Puranic encyclopaedia

by Vettam Mani | 1975 | 609,556 words | ISBN-10: 0842608222

This page describes the Story of Ekata included the Puranic encyclopaedia by Vettam Mani that was translated into English in 1975. The Puranas have for centuries profoundly influenced Indian life and Culture and are defined by their characteristic features (panca-lakshana, literally, ‘the five characteristics of a Purana’).

Story of Ekata

General information.

An ancient sage. He was the son of the Maharṣi Gautama. He had two brothers, Dvita and Trita.

How Ekata became a wolf by a curse.

There is a story of how Ekata and Dvita duped Trita in the Mahābhārata. When Gautama died Trita became the chief of the three. Dvita and Ekata did not like this.
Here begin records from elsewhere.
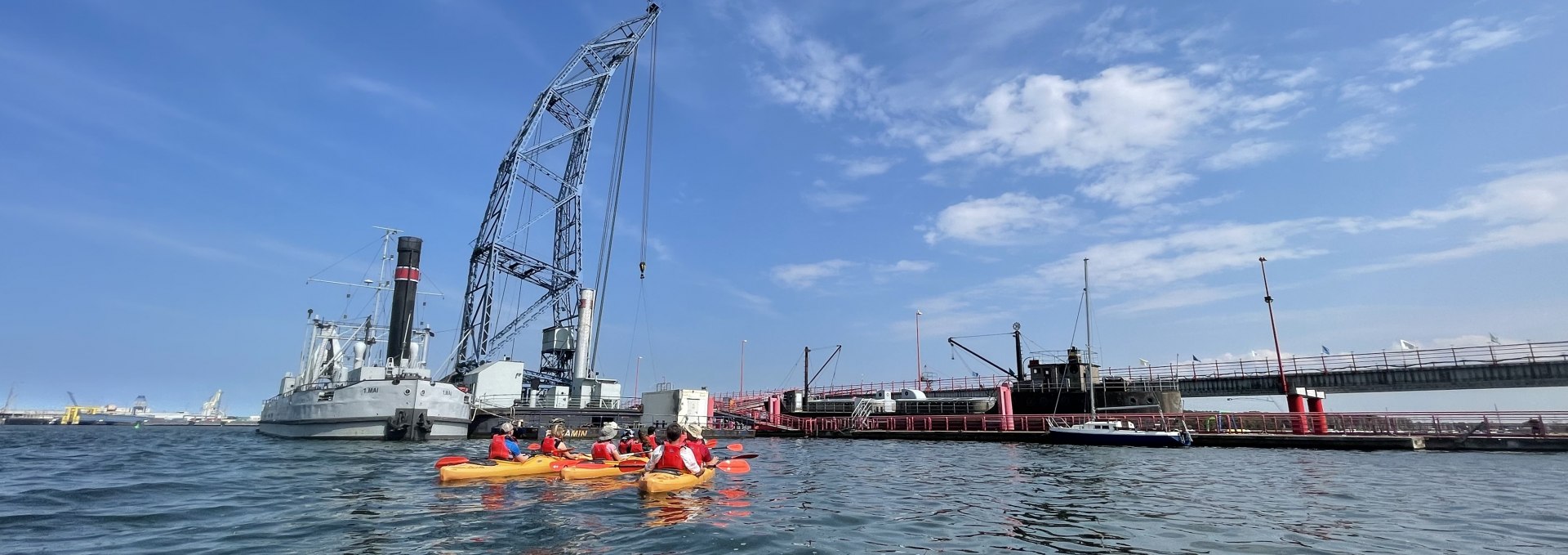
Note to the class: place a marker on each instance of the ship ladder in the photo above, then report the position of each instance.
(862, 414)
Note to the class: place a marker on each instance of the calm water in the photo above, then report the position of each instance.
(98, 490)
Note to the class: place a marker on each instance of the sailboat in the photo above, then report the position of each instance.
(1098, 432)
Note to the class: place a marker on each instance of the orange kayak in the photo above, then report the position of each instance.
(666, 480)
(603, 469)
(501, 469)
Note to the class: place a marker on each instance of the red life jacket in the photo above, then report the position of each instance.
(499, 449)
(671, 459)
(601, 450)
(700, 450)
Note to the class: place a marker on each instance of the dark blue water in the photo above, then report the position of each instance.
(99, 490)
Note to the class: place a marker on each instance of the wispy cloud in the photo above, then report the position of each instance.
(1452, 44)
(866, 167)
(1245, 153)
(1358, 138)
(826, 196)
(383, 90)
(808, 275)
(1010, 218)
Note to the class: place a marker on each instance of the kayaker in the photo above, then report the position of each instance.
(630, 444)
(700, 445)
(606, 449)
(550, 445)
(504, 447)
(675, 455)
(651, 438)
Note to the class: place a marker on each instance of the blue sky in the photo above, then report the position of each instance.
(173, 172)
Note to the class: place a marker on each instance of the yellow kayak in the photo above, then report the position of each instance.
(499, 469)
(595, 471)
(666, 480)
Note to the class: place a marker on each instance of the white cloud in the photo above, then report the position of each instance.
(383, 90)
(1121, 114)
(1523, 210)
(808, 275)
(1452, 44)
(1010, 218)
(1186, 254)
(1104, 41)
(826, 196)
(1245, 153)
(1136, 186)
(1178, 298)
(1358, 138)
(910, 267)
(814, 76)
(855, 168)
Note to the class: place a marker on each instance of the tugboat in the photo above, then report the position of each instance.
(1098, 432)
(368, 380)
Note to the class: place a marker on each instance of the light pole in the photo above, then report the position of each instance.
(1256, 399)
(916, 348)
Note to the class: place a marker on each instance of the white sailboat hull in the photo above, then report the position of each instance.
(402, 410)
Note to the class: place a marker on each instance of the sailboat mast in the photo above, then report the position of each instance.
(1089, 345)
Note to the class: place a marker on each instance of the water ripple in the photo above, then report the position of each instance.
(229, 491)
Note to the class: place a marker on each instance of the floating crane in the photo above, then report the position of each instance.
(545, 167)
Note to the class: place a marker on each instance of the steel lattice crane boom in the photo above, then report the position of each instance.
(548, 159)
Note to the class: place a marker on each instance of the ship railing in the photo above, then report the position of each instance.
(1498, 423)
(1399, 360)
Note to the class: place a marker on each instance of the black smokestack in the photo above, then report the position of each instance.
(407, 284)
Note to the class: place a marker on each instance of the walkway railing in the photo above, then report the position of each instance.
(1355, 423)
(1450, 356)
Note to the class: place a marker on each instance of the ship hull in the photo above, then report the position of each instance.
(380, 410)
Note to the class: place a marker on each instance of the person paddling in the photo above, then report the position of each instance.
(630, 444)
(651, 438)
(504, 444)
(700, 445)
(550, 445)
(606, 449)
(675, 455)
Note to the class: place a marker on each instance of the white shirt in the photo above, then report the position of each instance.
(686, 459)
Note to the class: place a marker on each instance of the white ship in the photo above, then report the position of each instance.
(371, 382)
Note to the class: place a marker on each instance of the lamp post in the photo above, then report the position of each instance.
(918, 348)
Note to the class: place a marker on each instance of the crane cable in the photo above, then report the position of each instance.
(648, 148)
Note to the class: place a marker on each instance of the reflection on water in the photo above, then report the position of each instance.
(802, 496)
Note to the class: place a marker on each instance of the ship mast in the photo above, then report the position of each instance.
(1089, 347)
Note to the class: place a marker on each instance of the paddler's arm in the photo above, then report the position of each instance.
(690, 461)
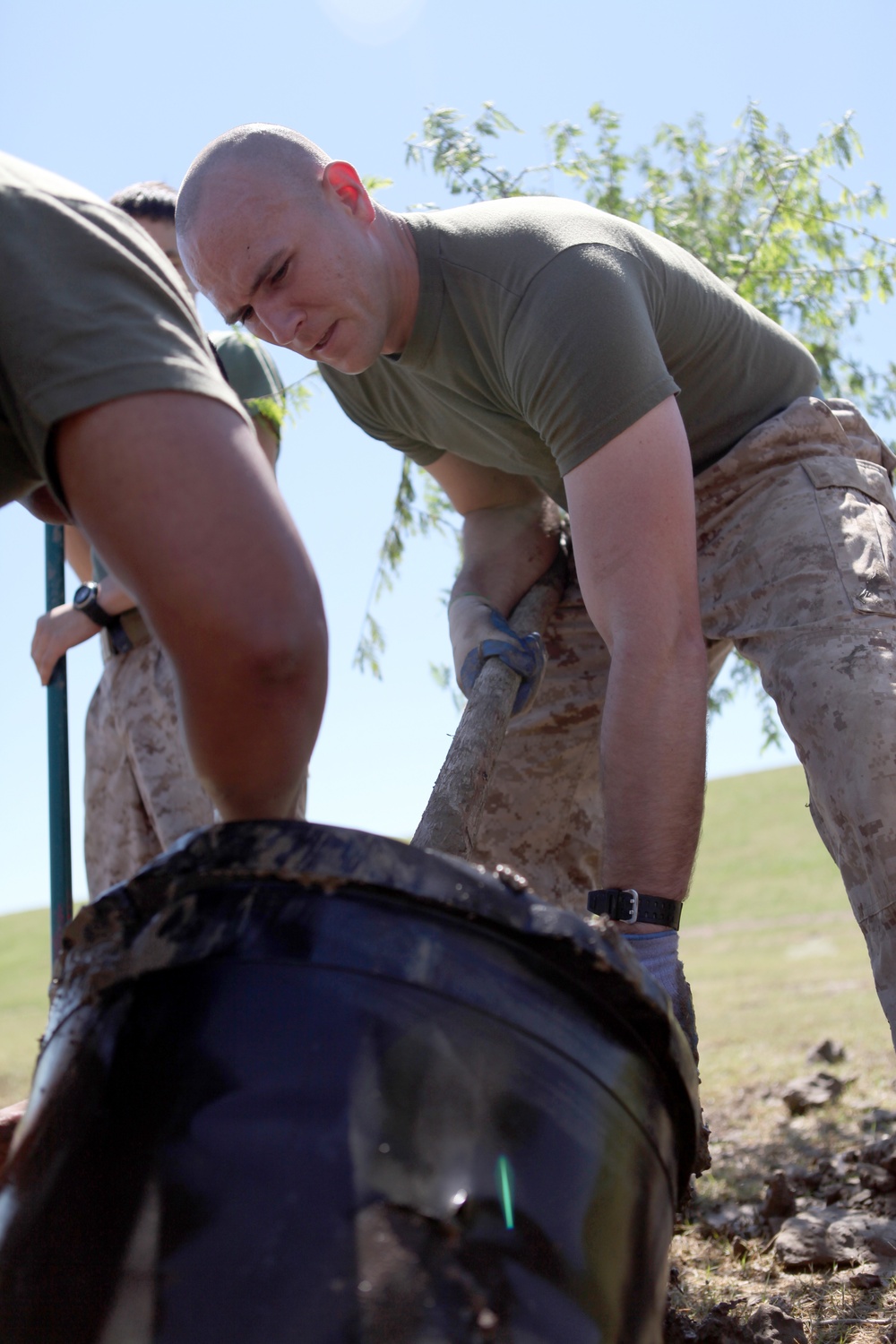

Once all the three were passing by a forest with a herd of cows for a yāga. Trita was walking ahead and the other two were following him with the cows. At a strategic point on the way the brothers carried away the cows by a separate route without the knowledge of Trita. When Trita came to know of the loss he was greatly distressed. On reaching the shores of the river Sarasvatī, he was frightened by a wolf and running to escape from the animal fell into a dilapidated well. He performed a yāga from where he lay. Assuming a creeper inside the well to be Somalatā, Trita recited the Ṛks and the devas responded to his prayer. Devas like Bṛhaspati graciously appeared before him and asked him to demand a boon from them. Trita replied that his desire was to worship the gods standing on the waves of the river Sarasvatī. Accordingly the river was made to flow that way and standing on the waves Trita worshipped the gods. After that he went home and cursed his brothers and made Ekata and Dvita into wolves.

Other details.

i) Ekata was a sage much banked on by the people of western Bhārata. (Śloka 31, Chapter 208, Śānti Parva).

ii) Ekata attended a yajña conducted by Uparicaravasu (Chapter 336, Śānti Parva).

iii) Ekata accompanied by Dvita and Trita once went to Śvetadvīpa to visit Nārāyaṇa. (Śloka 12, Chapter 39, Śānti Parva).

iv) Ekata and his two brothers were among the sages who visited Bhīṣma while he was lying on his bed of arrows. (Śloka 7, Chapter 26, Anuśāsana Parva, Mahābhārata)

v) All these three sages lived on the west coast as Ṛtviks of Varuṇa. (Chapter 15, Anuśāsana Parva, Mahābhārata).

vi) Sūkta 150 in Maṇḍala 1 of Ṛgveda contains the eulogistic songs of Trita, one among the trio. (See under Trita).